Trop souvent, le militant politique considère que l'extrémisme occupe une position extérieure à l'idéologie dominante alors qu'il n'en est qu'une réaction endogène, un mouvement de crispation qui accompagne sa course inéluctable vers le néant. Indépendamment de la connotation positive ou négative qu'il lui attribue subjectivement, le seul énoncé d'une telle extériorité devrait lui sembler paradoxal puisque il ne saurait se constater d'extrémité sans un continuum relativement auquel elle se situe.
L'extrémisme assèche la radicalité de celui qui le promeut comme de celui qui prétend le combattre. Il dit la vérité de l'ordre établi tandis que le consensus social ne la supporte que dissimulée sous les oripeaux d'un passé révolu. Quand l'extrémiste de droite, chauffé à blanc par les frustrations de l'ordre capitaliste, situe sa félicité dans l'avènement d'une société d'apartheid, le centriste, lui, sait que cet apartheid est déjà là, qu'il lui profite, mais que ce dernier n'est vivable que sous les apparences du "respect des droits", de l'"anti-racisme" et, plus généralement, de tout ce qui permet de vendre au consensus social ce à quoi il aspire plus que tout : le spectacle continué de la vie ordinaire.
Dans un premier temps, cette mécanique est auto-motrice puisque le discours sur l'égalité des droits alimente les tensions horizontales qui renforcent l'extrémiste de droite dans sa position tout en permettant d'en faire le bouc émissaire de ce qu'il révèle.
Cependant, il arrive que les tensions internes du système socio-économique atteignent un tel degré d'exacerbation qu'elles deviennent insolubles dans le récit de la marchandise. A ce stade, ce n'est pas l'extrême droite qui nous menace. C'est un centrisme qui s'assume en tant que pure violence sociale contre "ceux qui ne sont rien" et qui n'a plus rien d'autre à proposer qu'une tyrannie hygiéniste numérisée. Brusquement, le consensus social s'aperçoit que son centre de gravité se situe quelque part entre une Le Pen macronisée et un Macon lepénisé. C'est cela la "dédiabolisation" du FN : plus qu'une tactique politicienne, le résultat d'un glissement profond dans la tectonique des représentations collectives.

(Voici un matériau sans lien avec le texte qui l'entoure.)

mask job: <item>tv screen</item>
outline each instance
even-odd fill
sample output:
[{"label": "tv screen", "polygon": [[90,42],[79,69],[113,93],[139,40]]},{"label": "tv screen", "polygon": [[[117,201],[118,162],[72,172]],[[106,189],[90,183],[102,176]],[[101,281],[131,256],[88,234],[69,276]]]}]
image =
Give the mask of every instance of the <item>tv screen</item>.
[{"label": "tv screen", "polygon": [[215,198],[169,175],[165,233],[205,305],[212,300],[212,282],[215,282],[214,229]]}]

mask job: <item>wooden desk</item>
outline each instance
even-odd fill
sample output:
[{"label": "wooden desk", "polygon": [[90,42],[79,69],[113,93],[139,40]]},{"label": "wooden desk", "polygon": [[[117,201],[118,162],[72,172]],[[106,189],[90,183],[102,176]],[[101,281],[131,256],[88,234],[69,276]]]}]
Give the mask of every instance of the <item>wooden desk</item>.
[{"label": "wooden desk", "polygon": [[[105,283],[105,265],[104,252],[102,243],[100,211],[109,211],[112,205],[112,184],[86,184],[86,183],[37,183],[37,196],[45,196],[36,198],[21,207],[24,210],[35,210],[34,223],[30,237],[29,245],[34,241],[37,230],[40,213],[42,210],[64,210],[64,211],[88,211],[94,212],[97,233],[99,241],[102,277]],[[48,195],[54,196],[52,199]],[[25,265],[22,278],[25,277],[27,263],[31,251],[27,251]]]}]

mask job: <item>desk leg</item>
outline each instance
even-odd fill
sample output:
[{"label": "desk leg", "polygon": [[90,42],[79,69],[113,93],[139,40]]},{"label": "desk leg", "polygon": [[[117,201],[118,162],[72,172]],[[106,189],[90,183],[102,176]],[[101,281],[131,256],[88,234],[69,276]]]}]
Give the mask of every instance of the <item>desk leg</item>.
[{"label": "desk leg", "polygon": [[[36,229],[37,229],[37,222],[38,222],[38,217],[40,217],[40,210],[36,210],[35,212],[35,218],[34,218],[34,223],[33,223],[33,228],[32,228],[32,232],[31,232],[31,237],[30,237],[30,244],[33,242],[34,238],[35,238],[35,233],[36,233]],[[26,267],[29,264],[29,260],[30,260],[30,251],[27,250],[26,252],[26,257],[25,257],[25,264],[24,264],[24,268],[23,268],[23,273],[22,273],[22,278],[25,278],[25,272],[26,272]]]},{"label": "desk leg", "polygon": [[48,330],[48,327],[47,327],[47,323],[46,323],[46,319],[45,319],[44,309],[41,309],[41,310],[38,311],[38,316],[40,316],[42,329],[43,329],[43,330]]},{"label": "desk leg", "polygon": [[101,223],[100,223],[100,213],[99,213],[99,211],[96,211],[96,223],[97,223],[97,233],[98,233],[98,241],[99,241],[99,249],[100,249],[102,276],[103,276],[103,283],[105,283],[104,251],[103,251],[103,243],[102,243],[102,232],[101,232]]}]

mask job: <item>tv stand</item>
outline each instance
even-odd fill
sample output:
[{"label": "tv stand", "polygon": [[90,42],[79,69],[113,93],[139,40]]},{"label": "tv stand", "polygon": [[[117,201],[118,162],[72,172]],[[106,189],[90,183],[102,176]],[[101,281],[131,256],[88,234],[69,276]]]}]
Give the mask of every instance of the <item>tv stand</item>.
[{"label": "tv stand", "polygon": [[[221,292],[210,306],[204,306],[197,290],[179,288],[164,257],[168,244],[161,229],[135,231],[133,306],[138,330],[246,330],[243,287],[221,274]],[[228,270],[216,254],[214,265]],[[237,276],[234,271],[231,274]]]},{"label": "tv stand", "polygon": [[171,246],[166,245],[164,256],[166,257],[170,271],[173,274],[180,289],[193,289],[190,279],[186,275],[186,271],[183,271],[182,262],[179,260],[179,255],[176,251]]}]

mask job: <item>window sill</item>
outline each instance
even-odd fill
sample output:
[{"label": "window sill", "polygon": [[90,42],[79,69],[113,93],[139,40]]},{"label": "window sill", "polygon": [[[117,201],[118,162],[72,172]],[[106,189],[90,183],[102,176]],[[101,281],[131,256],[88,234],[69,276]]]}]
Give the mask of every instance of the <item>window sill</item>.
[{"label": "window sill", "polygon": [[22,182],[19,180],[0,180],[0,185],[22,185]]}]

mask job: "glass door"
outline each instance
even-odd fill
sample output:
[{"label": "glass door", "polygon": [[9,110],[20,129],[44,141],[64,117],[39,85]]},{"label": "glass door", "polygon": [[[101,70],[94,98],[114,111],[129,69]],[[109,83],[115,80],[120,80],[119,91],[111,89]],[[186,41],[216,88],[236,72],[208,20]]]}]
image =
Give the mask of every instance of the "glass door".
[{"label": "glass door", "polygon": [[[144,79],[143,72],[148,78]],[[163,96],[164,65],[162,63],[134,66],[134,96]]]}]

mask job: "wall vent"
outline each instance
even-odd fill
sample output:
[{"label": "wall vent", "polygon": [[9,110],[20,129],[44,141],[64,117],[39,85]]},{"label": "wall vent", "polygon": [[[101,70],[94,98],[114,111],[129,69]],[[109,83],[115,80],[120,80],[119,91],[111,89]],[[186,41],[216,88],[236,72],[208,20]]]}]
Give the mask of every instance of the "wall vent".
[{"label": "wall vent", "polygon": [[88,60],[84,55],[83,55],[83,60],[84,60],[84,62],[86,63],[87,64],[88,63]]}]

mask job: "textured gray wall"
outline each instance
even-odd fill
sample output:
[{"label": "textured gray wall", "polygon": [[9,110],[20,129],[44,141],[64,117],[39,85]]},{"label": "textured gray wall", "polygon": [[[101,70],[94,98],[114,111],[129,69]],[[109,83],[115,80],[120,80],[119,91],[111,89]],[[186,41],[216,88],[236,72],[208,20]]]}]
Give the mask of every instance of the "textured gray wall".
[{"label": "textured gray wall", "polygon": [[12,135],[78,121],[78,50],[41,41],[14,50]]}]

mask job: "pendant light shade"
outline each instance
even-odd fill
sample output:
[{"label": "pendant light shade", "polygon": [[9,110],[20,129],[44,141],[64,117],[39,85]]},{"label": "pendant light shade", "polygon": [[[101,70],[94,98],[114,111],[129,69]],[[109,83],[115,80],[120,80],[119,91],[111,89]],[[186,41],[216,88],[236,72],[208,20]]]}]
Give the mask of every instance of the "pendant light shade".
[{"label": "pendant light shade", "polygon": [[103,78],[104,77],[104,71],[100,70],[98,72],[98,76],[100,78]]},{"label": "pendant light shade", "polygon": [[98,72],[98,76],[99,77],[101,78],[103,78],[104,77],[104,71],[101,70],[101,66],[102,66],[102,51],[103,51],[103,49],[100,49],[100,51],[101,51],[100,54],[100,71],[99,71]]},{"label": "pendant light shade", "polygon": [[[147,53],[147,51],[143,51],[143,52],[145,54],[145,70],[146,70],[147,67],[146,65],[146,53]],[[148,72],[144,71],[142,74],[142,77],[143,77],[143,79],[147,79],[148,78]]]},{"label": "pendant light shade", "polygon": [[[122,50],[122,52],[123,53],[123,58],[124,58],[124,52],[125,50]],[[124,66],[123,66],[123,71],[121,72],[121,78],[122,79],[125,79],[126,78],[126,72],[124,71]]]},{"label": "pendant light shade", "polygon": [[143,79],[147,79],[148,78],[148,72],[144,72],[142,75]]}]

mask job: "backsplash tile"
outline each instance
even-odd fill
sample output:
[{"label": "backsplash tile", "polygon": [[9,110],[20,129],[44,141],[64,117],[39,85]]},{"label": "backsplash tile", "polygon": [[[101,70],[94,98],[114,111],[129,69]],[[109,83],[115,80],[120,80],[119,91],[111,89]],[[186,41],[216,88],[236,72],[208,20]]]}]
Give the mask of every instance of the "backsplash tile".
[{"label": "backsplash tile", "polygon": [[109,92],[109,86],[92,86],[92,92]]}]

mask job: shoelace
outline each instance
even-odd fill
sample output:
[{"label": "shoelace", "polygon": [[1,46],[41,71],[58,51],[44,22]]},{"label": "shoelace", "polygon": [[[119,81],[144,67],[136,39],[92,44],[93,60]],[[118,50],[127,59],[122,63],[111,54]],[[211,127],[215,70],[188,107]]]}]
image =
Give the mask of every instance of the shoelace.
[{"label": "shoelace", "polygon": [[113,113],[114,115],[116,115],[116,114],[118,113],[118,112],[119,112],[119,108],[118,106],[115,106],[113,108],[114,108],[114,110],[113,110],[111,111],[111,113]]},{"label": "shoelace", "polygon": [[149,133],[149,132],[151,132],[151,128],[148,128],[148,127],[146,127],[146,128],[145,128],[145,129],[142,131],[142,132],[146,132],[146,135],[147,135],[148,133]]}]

Il est donc trop tard pour "manifester contre l'extrême droite" (extrême gauche) ou déclarer qu'elle est "satanique" (centre). Quand la "gauche" "manifeste contre l'extrême droite", non content de se masquer à elle-même et à l'opinion la forme actuelle de sa résurgence, elle ne fait qu’en accélérer l'avènement parce qu'à paradigme constant, à partir d'un certain niveau de tensions internes que ce type de posture contribue à aggraver en son sein, l'extrême-droite finira par en apparaître comme le rempart ultime, l'espoir de conservation, la "divine surprise" salvatrice.